Login information is stored on the browser based on the authentication realm, specified by the AuthName directive, and by the
server name. In this way, the browser can distinguish between the Private authentication realm on one site and on another. So, if you go to a site using one name for the server, and internal links on the server refer to that server by a different name, the browser has no way to know that they are in fact the same server.
For example, if you were to visit the URL
http://example.com/private/, which required authentication, your browser would remember the supplied username and password, associated with the hostname example.com. If, by virtue of an internal redirect, or fully-qualified HTML links in pages, you are then sent to the URL
http://www.example.com/private/, even though this is really exactly the same URL, the browser does not know this for sure, and is forced to request the authentication information again, since example.com and www.example.com are not exactly the same hostname. Your browser has no particular way to know that these are the same web site.
Basic authentication should not be considered secure for any particularly rigorous definition of secure.
Although the password is stored on the server in encrypted format, it is passed from the client to the server in plain text across the network. Anyone listening with any variety of packet sniffer will be able to read the username and password in the clear as it goes across.
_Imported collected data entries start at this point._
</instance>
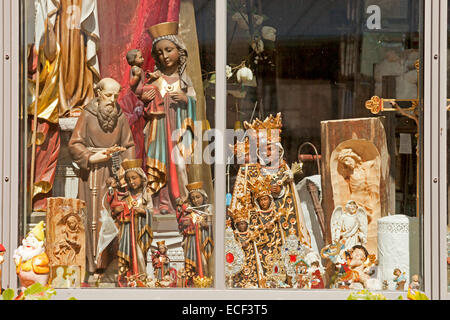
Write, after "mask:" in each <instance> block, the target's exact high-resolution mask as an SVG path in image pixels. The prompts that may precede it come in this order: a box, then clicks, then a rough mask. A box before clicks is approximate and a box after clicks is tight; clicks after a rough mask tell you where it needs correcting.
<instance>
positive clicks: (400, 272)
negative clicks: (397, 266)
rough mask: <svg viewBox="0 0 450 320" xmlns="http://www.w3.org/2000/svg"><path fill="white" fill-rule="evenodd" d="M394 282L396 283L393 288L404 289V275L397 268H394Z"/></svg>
mask: <svg viewBox="0 0 450 320" xmlns="http://www.w3.org/2000/svg"><path fill="white" fill-rule="evenodd" d="M393 274H394V276H395V278H394V282H395V283H396V287H395V290H400V291H403V290H404V289H405V283H406V275H405V273H404V272H402V271H401V270H400V269H399V268H395V269H394V273H393Z"/></svg>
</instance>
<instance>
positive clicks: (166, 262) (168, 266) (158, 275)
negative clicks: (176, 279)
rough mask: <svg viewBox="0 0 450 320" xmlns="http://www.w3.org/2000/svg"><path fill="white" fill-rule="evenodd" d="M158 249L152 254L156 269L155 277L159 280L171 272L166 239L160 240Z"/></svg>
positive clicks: (158, 242)
mask: <svg viewBox="0 0 450 320" xmlns="http://www.w3.org/2000/svg"><path fill="white" fill-rule="evenodd" d="M156 244H157V245H158V251H156V252H154V253H153V254H152V264H153V269H155V277H156V279H158V280H159V281H161V280H163V278H164V277H165V276H166V275H167V274H168V273H169V268H170V259H169V256H168V255H167V246H166V242H165V241H164V240H162V241H158V242H157V243H156Z"/></svg>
Not only that, but remember that the username and password are passed with every request, not just when the user first types them in. So the packet sniffer need not be listening at a particularly strategic time, byt just be listening for long enough to see any request come across the wire.
And, in addition to that, the content itself is also going across the network in the clear, and so if the web site contains sensitive information, the same packet sniffer would have access to that information as it went past, even if the username and password were not used to gain direct access to the web site.
Don't use basic authentication for anything that requires real security. It is a detriment for most users, since very few people will take the trouble, or have the necessary software and/or equipment, to find out passwords. However, if someone had a desire to get in, it would take very little for them to do so.